C'est le moment idéal de se faire accompagner, pour comprendre ce que ça vient remuer en toi et arriver à mieux t'affirmer : on peut travailler ça ensemble en coaching. Un bémol quand même. Il y a un cas où contacter un thérapeute de couple ne servira à rien, c'est lorsque ton partenaire est manipulateur ou pervers narcissique : là, il a tout le contrôle, il va retourner la situation, et tu en repartiras encore plus dévasté.

Et j'ai une toute dernière question pour toi. Si tout te dit de rester, que c'est dur mais que c'est normal : est-ce que tu restes là-dedans et tu endures pour grandir, ou est-ce que tu restes parce qu'en réalité tu as une forme de dépendance affective, que tu as peur d'être seul et que tu as l'impression que tu ne serais personne sans l'autre ?

Questions fréquentes

Comment savoir s'il faut rester ou partir ?

Pas avec une liste de points positifs et négatifs. Cette balance ne peut pas trancher, parce que ça change chaque jour, voire chaque semaine : c'est de la météo du quotidien. Ce qu'il te faut, c'est une vision plus générale, plus globale du couple, et quatre questions concrètes, mesurables, qui n'ont que deux réponses.

Est-ce que souffrir beaucoup veut dire qu'il faut partir ?

Non. L'intensité de ta douleur dans le couple n'est pas le critère. Tu peux être dans un couple où les disputes sont atroces depuis des années et te transformer : c'est intense, c'est dur, et ça marche. Tu peux aussi être en crise douce depuis 15 ans, souffrir doucement au quotidien, et devoir quand même partir.

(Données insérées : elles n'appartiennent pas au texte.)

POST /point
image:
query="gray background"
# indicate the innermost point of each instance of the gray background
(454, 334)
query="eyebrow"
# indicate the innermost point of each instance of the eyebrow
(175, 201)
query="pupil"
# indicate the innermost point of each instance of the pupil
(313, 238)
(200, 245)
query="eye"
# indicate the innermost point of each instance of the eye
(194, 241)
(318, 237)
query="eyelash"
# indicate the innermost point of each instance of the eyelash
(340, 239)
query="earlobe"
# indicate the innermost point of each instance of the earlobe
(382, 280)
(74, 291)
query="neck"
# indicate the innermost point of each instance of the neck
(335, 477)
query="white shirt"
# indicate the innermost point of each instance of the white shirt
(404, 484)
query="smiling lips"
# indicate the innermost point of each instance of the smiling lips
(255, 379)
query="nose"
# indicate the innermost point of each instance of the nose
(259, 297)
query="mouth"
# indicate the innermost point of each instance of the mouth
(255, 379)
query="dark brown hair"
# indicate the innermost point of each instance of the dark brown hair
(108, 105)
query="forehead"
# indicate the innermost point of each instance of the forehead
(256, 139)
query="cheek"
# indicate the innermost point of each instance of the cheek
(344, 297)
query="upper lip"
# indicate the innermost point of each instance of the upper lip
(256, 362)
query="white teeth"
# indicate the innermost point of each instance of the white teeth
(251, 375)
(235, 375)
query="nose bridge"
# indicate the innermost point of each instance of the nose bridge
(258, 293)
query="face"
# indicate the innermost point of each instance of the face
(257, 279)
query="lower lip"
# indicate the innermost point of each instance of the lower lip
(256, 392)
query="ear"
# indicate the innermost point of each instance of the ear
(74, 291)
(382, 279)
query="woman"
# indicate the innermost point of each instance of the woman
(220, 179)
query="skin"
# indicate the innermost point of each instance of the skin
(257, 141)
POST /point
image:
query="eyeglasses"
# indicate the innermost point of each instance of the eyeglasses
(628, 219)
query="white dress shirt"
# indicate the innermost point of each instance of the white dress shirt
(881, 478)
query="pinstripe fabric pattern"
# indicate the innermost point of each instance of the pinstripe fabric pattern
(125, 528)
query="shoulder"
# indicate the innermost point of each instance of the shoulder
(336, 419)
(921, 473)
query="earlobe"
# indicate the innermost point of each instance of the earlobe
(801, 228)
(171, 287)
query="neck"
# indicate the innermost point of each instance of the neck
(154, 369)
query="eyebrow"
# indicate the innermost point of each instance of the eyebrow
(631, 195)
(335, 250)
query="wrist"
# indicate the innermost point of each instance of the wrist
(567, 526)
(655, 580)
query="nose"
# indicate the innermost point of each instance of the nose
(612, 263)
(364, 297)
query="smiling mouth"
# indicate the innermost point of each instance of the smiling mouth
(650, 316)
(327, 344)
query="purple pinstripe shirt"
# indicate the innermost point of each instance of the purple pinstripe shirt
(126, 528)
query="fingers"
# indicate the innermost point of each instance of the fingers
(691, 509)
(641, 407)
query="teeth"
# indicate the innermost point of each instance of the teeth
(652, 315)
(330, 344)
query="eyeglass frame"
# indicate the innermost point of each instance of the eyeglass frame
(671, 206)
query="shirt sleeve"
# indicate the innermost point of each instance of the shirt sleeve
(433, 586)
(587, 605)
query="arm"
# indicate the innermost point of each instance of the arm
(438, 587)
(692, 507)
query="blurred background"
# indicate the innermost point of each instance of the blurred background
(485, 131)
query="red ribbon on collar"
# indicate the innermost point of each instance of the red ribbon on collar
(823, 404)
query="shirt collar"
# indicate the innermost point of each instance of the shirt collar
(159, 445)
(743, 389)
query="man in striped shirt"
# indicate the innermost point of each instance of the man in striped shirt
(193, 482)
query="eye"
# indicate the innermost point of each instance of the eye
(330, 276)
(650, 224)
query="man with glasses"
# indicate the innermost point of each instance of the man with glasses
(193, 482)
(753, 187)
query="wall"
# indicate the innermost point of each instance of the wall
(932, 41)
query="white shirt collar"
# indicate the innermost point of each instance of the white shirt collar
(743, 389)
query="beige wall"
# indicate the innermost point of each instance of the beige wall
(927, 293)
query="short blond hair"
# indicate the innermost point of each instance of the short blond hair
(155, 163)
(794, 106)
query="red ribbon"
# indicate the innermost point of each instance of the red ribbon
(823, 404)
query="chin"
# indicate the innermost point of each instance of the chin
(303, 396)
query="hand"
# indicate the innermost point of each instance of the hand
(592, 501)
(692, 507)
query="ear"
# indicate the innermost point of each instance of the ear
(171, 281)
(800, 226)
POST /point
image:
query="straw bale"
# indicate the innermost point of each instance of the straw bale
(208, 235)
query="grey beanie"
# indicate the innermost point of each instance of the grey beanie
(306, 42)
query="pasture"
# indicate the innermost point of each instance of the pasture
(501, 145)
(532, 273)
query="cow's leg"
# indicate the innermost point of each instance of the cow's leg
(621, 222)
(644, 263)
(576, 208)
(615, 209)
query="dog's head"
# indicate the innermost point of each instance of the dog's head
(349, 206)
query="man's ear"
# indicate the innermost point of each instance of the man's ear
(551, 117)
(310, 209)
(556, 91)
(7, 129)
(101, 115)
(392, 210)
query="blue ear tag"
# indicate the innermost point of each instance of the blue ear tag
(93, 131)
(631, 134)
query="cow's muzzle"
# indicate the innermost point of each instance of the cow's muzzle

C'est quoi la théorie du creuset ?

C'est l'idée que le conflit dans ton couple n'est pas une panne, ce n'est pas un problème, c'est le moteur. Le creuset, c'est cet outil de fonderie qui récupère le métal très chaud : lui-même ne fond pas, mais il prend le métal de deux personnes, mélangé dans la fusion, pour en sortir quelque chose de neuf. L'impasse n'est pas la preuve que le couple est mort, c'est le moment où le couple exige que tu deviennes quelqu'un.

Quand exactement faut-il partir ?

Trois marqueurs. Une tendance qui est là depuis quelques mois et qui va vers le bas. Le fait que tu commences déjà à t'effondrer : tu dors moins bien, tu ne donnes même plus ton avis, tes copines te disent que tu as changé. Et le troisième, ne pas partir sur un coup de tête, mais préparer la suite, le logement, les affaires, le compte bancaire séparé, pour que ça se fasse de la manière la plus naturelle possible.